Eigendomsgeschil over trailer tussen eiser en Wilkoja Vastgoed B.V.

In deze zaak vordert eiser, die stelt eigenaar te zijn van een trailer die op het terrein van Wilkoja Vastgoed B.V. staat, afgifte van de trailer en schadevergoeding. De rechtbank heeft de vorderingen van eiser afgewezen, oordelend dat eiser niet de eigenaar van de trailer is geworden. De reden hiervoor is dat het autobedrijf dat de trailer aan eiser heeft verkocht, niet beschikkingsbevoegd was om de trailer te verkopen. Juridisch gezien is de eigendom daarom niet aan eiser overgedragen.

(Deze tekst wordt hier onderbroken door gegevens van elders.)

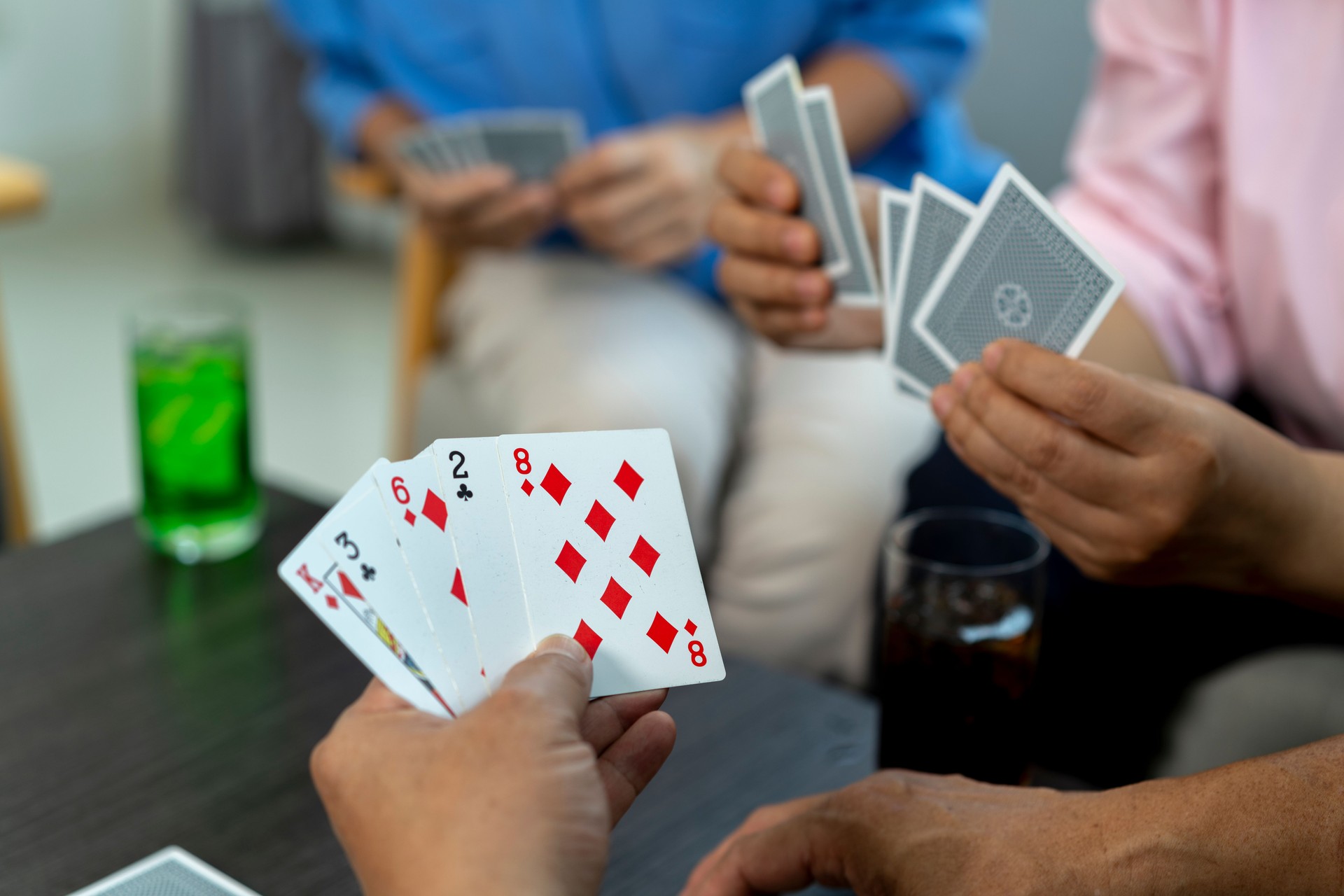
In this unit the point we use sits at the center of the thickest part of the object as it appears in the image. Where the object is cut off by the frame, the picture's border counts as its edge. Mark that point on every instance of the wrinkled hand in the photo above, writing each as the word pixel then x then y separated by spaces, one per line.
pixel 480 207
pixel 644 197
pixel 902 832
pixel 518 796
pixel 1133 480
pixel 769 267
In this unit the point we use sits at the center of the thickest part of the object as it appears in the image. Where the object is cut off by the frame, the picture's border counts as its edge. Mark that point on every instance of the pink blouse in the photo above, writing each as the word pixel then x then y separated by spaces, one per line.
pixel 1209 166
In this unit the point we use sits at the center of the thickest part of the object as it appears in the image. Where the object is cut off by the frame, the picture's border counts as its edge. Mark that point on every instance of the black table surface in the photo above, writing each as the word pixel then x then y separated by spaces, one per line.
pixel 146 704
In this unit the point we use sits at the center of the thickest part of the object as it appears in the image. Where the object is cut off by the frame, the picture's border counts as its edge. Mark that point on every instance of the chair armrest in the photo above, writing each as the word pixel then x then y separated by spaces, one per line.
pixel 363 182
pixel 23 188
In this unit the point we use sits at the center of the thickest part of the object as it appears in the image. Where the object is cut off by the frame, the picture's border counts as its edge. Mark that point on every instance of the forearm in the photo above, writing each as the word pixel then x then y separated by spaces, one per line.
pixel 1126 344
pixel 1310 556
pixel 1270 825
pixel 870 102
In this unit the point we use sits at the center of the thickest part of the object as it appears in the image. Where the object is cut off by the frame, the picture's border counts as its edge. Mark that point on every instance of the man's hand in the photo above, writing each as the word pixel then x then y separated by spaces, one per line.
pixel 769 267
pixel 644 197
pixel 901 832
pixel 519 796
pixel 480 207
pixel 1270 825
pixel 1140 481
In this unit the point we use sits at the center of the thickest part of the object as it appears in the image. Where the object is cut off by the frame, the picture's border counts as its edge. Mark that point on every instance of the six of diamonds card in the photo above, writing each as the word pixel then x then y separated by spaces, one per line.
pixel 461 559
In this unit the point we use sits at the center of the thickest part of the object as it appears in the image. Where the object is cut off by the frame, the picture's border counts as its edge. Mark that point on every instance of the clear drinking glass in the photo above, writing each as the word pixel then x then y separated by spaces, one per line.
pixel 961 636
pixel 201 498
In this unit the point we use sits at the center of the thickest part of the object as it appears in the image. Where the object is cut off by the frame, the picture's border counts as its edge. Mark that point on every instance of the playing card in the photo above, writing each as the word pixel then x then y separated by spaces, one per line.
pixel 859 285
pixel 1019 270
pixel 169 872
pixel 533 144
pixel 937 220
pixel 606 556
pixel 370 567
pixel 307 570
pixel 470 481
pixel 774 108
pixel 892 218
pixel 414 503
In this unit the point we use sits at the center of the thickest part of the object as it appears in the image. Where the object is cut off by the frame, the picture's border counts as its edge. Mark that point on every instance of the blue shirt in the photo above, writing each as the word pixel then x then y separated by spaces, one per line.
pixel 631 62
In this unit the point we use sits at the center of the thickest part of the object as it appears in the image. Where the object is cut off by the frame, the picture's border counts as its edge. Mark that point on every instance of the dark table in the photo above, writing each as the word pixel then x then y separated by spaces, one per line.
pixel 146 704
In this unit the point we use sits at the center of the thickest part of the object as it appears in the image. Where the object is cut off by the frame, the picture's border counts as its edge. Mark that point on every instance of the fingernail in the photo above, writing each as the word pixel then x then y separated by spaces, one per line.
pixel 562 644
pixel 812 285
pixel 992 355
pixel 796 244
pixel 962 379
pixel 941 402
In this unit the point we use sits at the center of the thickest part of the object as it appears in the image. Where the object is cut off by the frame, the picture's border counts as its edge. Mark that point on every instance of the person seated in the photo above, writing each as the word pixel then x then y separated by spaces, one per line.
pixel 613 321
pixel 519 797
pixel 1221 206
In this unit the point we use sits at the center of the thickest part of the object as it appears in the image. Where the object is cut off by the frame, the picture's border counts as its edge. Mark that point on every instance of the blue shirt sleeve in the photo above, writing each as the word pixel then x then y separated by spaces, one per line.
pixel 342 85
pixel 929 45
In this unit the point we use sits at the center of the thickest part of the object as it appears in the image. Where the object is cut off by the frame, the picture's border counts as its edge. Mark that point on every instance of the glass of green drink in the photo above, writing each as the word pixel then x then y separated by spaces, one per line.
pixel 201 498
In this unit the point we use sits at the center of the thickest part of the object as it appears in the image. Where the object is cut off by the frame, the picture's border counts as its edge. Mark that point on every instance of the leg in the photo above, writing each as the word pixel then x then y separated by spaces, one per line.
pixel 825 453
pixel 564 343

De procedure begon met een tussenvonnis van 4 september 2024 en omvatte verschillende producties en een mondelinge behandeling op 15 november 2024. Eiser heeft zijn vorderingen onderbouwd met bewijsstukken, waaronder correspondentie van de curator van het faillissement van zijn vader, die in het verleden eigenaar van de trailer zou zijn geweest. Wilkoja betwist echter de eigendom van eiser en stelt dat zij zelf eigenaar is geworden door verkrijgende verjaring.

De rechtbank heeft vastgesteld dat de trailer op het terrein van Wilkoja staat, wat hen de status van houder geeft. Echter, eiser heeft voldoende tegenbewijs geleverd dat de trailer in het verleden op naam van zijn vader stond. De rechtbank concludeert dat Wilkoja de trailer niet voor zichzelf hield, maar voor de vader van eiser, en dat er geen geldige eigendomsoverdracht heeft plaatsgevonden. Hierdoor is eiser niet de eigenaar van de trailer en zijn zijn vorderingen afgewezen.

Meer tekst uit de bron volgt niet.